Karen Evans, national director of U.S. Cyber Challenge, a group focused on building America's IT security workforce, says defining specific IT security occupations would help agencies, including DHS, determine what skills should be applied to particular jobs.
"If you came up with specific labor categories or these job classification series, then employers would be able to better provide worker balance and recruit," says Evans, who formerly served as the federal government's administrator for e-government and information technology, a post that now has the additional title of federal chief information officer.

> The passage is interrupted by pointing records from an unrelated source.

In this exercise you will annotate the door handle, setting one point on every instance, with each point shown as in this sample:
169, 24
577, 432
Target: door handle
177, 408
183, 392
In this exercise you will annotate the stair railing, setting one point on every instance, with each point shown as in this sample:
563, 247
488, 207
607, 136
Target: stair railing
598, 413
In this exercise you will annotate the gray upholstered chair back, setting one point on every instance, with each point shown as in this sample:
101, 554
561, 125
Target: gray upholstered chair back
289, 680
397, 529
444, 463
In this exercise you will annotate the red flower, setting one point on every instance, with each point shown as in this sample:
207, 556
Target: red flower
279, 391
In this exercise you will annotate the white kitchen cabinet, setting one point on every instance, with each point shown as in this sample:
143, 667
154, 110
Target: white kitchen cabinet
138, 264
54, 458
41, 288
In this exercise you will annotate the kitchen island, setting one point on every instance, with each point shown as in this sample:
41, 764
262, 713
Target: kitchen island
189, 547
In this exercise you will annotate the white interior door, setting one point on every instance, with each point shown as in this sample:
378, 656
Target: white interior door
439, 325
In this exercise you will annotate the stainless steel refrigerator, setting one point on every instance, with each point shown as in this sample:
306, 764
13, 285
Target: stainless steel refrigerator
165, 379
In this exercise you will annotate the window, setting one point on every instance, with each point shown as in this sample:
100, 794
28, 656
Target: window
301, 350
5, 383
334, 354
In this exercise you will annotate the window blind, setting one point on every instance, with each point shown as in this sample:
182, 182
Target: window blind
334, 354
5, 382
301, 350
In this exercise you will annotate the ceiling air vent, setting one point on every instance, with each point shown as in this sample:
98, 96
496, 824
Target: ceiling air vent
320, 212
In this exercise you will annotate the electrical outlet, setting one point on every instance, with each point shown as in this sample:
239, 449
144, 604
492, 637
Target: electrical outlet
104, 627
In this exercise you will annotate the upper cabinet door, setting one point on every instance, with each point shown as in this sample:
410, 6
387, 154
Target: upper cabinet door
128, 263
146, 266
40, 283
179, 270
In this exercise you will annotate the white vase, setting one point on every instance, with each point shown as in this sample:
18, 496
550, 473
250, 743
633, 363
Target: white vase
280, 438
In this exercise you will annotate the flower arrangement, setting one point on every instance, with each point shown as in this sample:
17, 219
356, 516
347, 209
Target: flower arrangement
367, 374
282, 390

Evans says most IT security personnel are classified in one of the few computer categories. "It's really hard to recruit [without occupation classifications] because you're not necessarily sure what people's experience level is because everybody is lumped into one series," she says.
The Office of Personnel Management is working with other federal agencies to implement a special workforce project to require agencies' cybersecurity, information technology and human resources organizations to build a statistical data set of existing and future cybersecurity positions to be stored in OPM's data warehouse by Sept. 30.
"The new databank will enable agencies to identify and address their needs for cybersecurity skill sets to meet their missions," OPM Acting Director Elaine Kaplan says in a memo issued in July.
Defining the Cybersecurity Workforce
In her memo, Kaplan referenced work being conducted by the National Initiative for Cybersecurity Education, which has issued the National Cybersecurity Workforce Framework, comprising 31 specialty IT security areas organized into seven categories:
- Securely provision: Conceptualizing, designing and building secure information technology;
- Operate and maintain: Providing support, administration and maintenance necessary to ensure effective and efficient information technology system performance and security;
- Protect and defend: Identifying, analyzing and mitigating threats to internal IT systems or networks;
- Investigate: Probing cyber-events and/or crimes of IT systems, networks and digital evidence;
- Collect and operate: Collecting cybersecurity information that could be used to develop intelligence;
- Analyze: Reviewing and evaluating incoming cybersecurity information to determine its usefulness for intelligence; and
- Oversight and development: Providing leadership, management, direction and/or development and advocacy so that individuals and organizations can effectively conduct cybersecurity work.